As she builds up the herd, all females are kept with the lambs sold as wether lambs.
Ms Chatterton said with dairy sheep such lean animals, surplus hoggets would potentially be processed into small goods.
During milking the sheep get a mix of lupins and oats in a bucket.
“The sheep are very friendly – they’re a bit like labradors, they’ll do anything for food,” she said. “They do have their own personalities.”
This is not the only side project the family has established.
Her parents Roland and Aileen run a sheep and cropping operation, with Ellen helping her father manage the sheep enterprise.
They run about 800 Dohnes, having made the switch from Merinos a few years ago, with half joined to Poll Dorsets for prime lamb production and the other half in a self-replacing Dohne flock for wool production.

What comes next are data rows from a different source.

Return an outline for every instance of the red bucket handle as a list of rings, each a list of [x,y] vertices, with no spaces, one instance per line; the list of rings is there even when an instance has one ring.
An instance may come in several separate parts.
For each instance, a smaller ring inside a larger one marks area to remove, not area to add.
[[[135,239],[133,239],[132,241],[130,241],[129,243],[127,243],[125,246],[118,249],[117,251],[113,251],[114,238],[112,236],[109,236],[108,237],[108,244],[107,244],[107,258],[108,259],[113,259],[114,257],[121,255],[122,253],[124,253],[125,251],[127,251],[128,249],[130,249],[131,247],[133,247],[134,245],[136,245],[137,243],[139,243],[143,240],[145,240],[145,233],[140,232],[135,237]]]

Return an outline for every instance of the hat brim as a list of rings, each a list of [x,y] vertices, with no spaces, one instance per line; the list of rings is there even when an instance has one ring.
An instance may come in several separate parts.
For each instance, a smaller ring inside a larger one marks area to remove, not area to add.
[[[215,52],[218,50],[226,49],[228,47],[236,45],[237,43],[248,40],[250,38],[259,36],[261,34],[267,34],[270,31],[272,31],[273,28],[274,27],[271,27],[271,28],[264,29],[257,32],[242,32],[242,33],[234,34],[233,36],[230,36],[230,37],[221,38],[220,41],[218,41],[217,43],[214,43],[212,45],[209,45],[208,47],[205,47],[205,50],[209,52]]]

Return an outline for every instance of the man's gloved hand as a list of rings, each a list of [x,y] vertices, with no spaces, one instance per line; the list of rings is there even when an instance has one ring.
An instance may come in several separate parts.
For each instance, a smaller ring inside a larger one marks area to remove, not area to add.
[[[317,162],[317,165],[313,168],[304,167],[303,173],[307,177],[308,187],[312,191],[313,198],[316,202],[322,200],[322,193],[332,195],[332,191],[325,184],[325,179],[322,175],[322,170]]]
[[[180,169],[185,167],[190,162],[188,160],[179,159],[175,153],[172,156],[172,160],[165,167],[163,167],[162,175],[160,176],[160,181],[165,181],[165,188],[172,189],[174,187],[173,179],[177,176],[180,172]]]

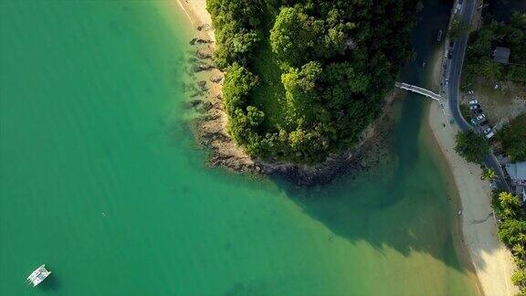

They sell their wool through Australian Wool Network’s Barossa wool brand.
They also operate a bed and breakfast while Ellen’s brother, Richard, also runs a pasteurised egg business.
Ellen said they were looking to do the most with the resources available to them.
“It’s a small property, about 400 hectares, with a little bit of that scrub and riverbanks,” she said.
“I was looking at ways to diversify without needing more land.”
Ellen said she had considered options such as selling off whole lambs, but elected to take her passion for sheep in a new direction.